SECURITIES AND EXCHANGE COMMISSION

Washington, D.C. 20549

 

 

FORM 8-K

 

 

CURRENT REPORT

PURSUANT TO SECTION 13 OR 15(d)

OF THE SECURITIES AND EXCHANGE ACT OF 1934

Date of Report (Date of earliest event reported): November 2, 2015

 

 

HUNTINGTON INGALLS INDUSTRIES, INC.

(Exact name of registrant as specified in its charter)

 

 

 

Delaware   1-34910   90-0607005

(State or other jurisdiction

of incorporation)

 

(Commission

File Number)

 

(IRS Employer

Identification No.)

 

4101 Washington Avenue, Newport News, Virginia
  23607
(Address of Principal Executive Offices)   (Zip Code)

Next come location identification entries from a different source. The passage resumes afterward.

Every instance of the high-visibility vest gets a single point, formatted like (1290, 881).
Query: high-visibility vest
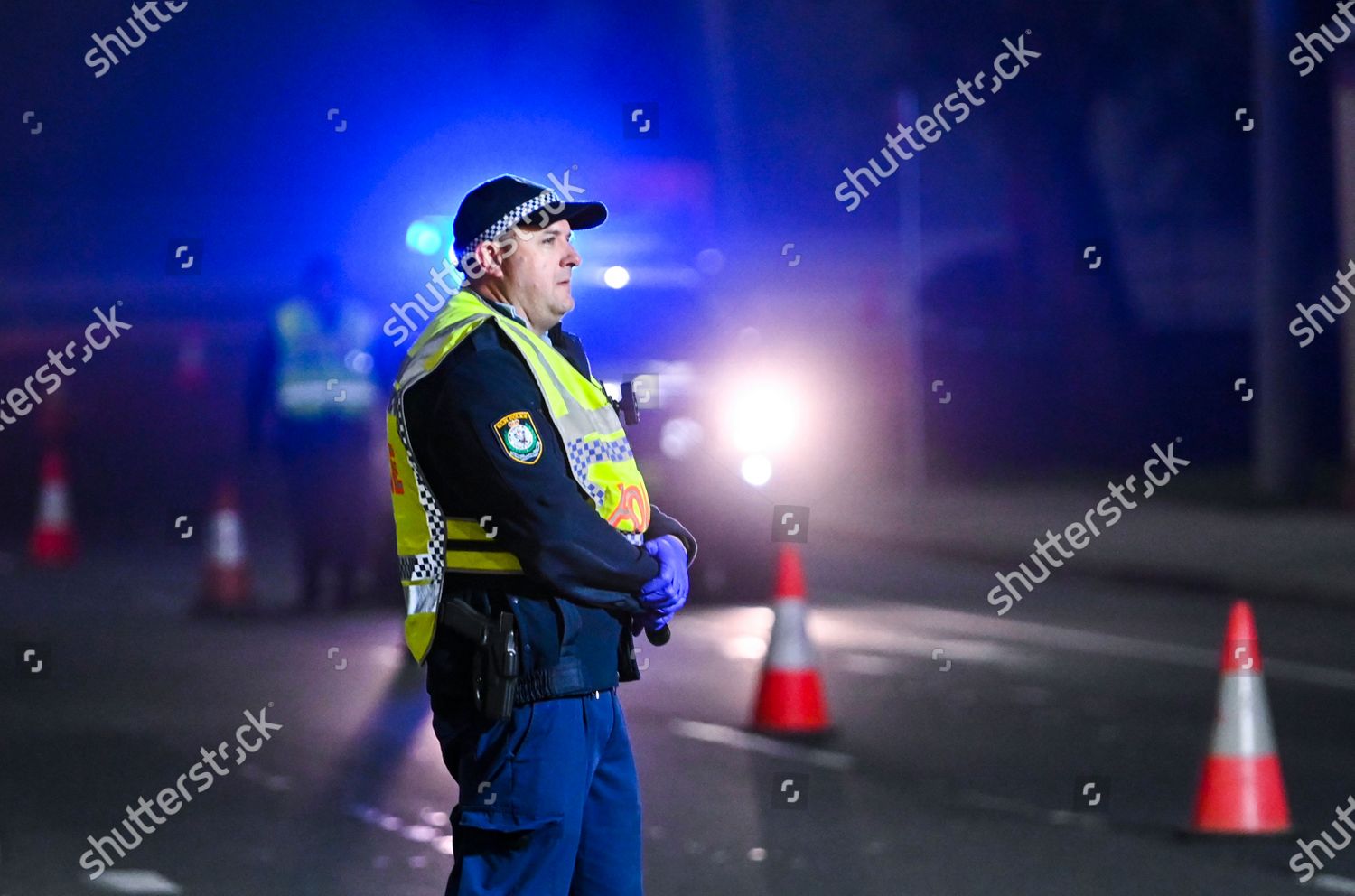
(324, 373)
(599, 454)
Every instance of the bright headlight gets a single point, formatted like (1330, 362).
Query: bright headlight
(762, 416)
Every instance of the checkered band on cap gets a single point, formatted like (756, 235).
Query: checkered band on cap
(519, 213)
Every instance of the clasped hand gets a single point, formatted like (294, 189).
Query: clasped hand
(666, 594)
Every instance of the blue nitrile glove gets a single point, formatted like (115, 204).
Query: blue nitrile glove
(667, 593)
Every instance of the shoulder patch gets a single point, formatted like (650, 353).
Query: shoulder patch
(518, 436)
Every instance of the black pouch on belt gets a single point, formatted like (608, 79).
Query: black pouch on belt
(493, 667)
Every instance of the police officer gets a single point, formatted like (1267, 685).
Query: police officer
(312, 377)
(530, 557)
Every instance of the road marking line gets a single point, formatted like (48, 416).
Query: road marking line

Registrant’s telephone number, including area code: (757) 380-2000

None

(Former name or former address, if changed since last report.)

 

 

Check the appropriate box below if the Form 8-K filing is intended to simultaneously satisfy the filing obligation of the registrant under any of the following provisions (see General Instruction A.2.):

 

¨ Written communications pursuant to Rule 425 under the Securities Act (17 CFR 230.425)

 

¨ Soliciting material pursuant to Rule 14a-12 under the Exchange Act (17 CFR 240.14a-12)

 

¨ Pre-commencement communications pursuant to Rule 14d-2(b) under the Exchange Act (17 CFR 240.14d-2(b))

 

¨ Pre-commencement communications pursuant to Rule 13e-4(c) under the Exchange Act (17 CFR 240.13e-4(c))

 

 

 


Item 8.01 Other Events

On November 2, 2015, Huntington Ingalls Industries, Inc. (the “Company”) announced the pricing of $600 million aggregate principal amount of 5.000% Senior Notes due 2025 (the “Notes”) at a price of 100% of the par value of the Notes. The Company intends to use the net proceeds from the sale of the Notes, together with cash on hand, to purchase $600 million aggregate principal amount of the Company’s outstanding 7.125% Senior Notes due 2021 (the “2021 Notes”) in its previously announced tender offer and consent solicitation for the 2021 Notes and, if needed, redeem any untendered portion of the 2021 Notes. The sale of the Notes is expected to close on November 17, 2015. A press release issued pursuant to Rule 135c under the Securities Act of 1933, as amended, regarding the pricing of the offering is attached hereto as Exhibit 99.1 and is incorporated herein by reference.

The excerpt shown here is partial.